Biden e o fim de linha na costa do Delaware
Comprado em 2017, para que o casal pudesse passar mais tempo em família fora do bulício de D.C., foi neste retiro que Biden terá recebido os conselheiros de topo que contribuíram para a decisão final, cerca de um ano depois de o vermos tranquilamente na praia, ou a andar de bicicleta com um vigor que hoje parece uma pálida e distante memória. As sondagens mais recentes partilhadas no sábado por Steve Ricchetti, um dos mais próximos do presidente, e Mike Donilon, o seu principal estratega, terão deixado clara a incapacidade de Joe bater Donald Trump nas eleições de novembro. Ainda em funções, Biden terá sempre Rehoboth Beach, um refúgio com pouco mais de mil habitantes onde poderá passar a ser mais visto — esperava-se que ficasse apenas até dia 21 mas pelo menos no dia seguinte continuava pela zona.

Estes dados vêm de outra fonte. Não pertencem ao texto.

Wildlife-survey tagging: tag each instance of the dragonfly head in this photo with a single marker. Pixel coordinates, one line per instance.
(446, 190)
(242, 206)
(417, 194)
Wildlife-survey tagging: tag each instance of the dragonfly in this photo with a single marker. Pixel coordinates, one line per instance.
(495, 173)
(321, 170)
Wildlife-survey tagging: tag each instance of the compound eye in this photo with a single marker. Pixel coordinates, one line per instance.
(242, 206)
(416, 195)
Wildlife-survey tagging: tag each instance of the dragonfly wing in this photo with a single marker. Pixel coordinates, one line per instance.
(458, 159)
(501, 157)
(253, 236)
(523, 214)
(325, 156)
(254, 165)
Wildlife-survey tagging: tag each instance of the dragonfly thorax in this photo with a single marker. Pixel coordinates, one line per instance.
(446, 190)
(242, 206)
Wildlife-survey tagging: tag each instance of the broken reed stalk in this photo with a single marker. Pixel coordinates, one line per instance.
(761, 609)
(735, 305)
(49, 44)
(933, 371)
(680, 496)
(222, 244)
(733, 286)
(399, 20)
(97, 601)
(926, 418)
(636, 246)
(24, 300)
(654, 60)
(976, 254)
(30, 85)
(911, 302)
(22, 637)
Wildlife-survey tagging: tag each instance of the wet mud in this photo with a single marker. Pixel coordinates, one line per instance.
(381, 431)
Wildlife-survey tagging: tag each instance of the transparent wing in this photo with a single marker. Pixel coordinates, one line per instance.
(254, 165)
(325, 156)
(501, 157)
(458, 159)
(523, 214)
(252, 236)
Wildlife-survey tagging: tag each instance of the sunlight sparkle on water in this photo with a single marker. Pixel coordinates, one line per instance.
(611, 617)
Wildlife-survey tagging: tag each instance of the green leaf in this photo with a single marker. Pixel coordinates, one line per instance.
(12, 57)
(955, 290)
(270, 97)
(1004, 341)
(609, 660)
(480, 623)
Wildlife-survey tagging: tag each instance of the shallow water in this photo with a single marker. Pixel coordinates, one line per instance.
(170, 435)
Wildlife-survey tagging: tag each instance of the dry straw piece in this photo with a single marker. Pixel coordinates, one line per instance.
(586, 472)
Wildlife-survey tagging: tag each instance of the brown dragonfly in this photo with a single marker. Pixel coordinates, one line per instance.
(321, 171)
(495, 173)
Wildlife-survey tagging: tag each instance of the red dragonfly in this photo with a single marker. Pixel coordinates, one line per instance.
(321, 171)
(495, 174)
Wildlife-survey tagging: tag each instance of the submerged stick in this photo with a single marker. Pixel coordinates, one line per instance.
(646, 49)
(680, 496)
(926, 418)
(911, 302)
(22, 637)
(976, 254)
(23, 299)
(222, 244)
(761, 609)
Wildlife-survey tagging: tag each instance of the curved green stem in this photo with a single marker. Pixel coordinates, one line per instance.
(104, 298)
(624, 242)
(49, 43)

“A família presidencial tem de parecer próxima, e claro que as férias são uma forma de os americanos se identificarem”, diria Collen Shogan do David M. Rubenstein National Center for White House History, citado pelo Washington Post, e mantendo presente que o conceito de escapadinha presidencial foi mudando com o tempo, para não dizer que o conceito de férias é uma ideia moderna.
A escolha do destino pode ser meramente afetiva, como eleger a casa de família ou o estado onde se nasceu, ou então assumidamente estratégica — Bill Clinton chegou a requisitar estudos para apurar quais os destinos que lhe garantiriam maiores níveis de popularidade. Desde o século XIX, século XX fora e já no novo milénio, na costa leste ou a desbravar o ocidente, entre frivolidades e encontros que mudaram o mundo, a Casa Branca não tirou férias mesmo quando seguiu fora de portas.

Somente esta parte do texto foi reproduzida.